In the case of trauma, I know of at least two instances, one in Tennessee, the other in North Carolina, in which paramedics said that a patient was dead–and the patient was not. I can understand triage at a trauma scene; the chance of CPR and resuscitative thoracotomy (opening the chest and massaging the heart directly, which is done with some trauma victims) have such a low chance of success with trauma victims) is almost nil (although, contra most articles, there have been survivors of blunt traumatic arrest who fully recovered–check out Woodbury, Minnesota). So if the number of paramedics is limited and someone else with a pulse and severe injuries needs to be treated, in those cases it is acceptable to consider the person in cardiac arrest dead. Otherwise, outside of severe head injuries with brain matter, obviously broken necks, obvious severe bodily trauma, and clear signs that too much time has passed, why not try CPR? Sometimes trauma victims swallow their tongues or get debris in their mouths, and they arrest due to asphyxiation. What is wrong with clearing the airway, trying CPR for a few minutes, seeing if there is any rhythm on the monitor. If not, what harm does it do? It doesn’t harm the patient. And a life might be saved.

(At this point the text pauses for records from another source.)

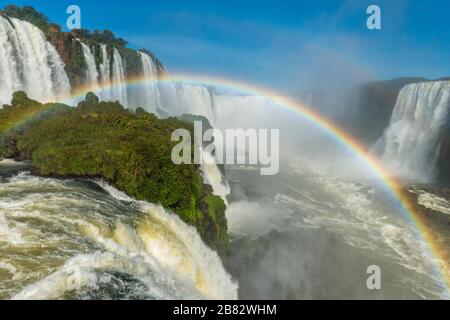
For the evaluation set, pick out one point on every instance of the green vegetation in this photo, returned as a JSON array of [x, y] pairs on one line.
[[130, 150]]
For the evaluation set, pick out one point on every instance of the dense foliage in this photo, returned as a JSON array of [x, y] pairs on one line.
[[130, 150]]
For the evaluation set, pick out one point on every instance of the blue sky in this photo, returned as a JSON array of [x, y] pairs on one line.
[[287, 45]]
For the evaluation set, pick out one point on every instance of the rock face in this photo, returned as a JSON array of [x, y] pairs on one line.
[[69, 48], [131, 151]]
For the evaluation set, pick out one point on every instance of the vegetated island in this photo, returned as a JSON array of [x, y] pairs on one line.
[[131, 150]]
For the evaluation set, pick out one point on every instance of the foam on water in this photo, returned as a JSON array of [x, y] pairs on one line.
[[80, 240]]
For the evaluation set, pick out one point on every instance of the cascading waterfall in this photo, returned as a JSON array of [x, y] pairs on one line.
[[150, 93], [29, 63], [86, 243], [92, 75], [105, 73], [119, 86], [410, 144]]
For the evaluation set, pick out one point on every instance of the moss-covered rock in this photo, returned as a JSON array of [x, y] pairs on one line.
[[130, 150]]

I realize that physicians will say, “You’re not a physician and have no right to say anything about these issues.” No, I am not a physician; I volunteered as an EMT-Basic for eight months, but the knowledge from the training is extremely small compared to a physician’s. But I can read articles in medical journals, I can use a dictionary, and I can interpret the data and cases I read. I do know that there is a difference between someone with a shockable rhythm and someone whose initial rhythm is PEA or asystole, and that death will be pronounced more quickly in the latter situations unless a readily reversible cause of the arrest can be found. But the clincher for me is that my mother would have died if the doctors had given up on her. Thank God for them, and for my brother, who pushed the doctors to continue CPR even after they had considered giving up. It is too bad that other patients do not have such an advocate.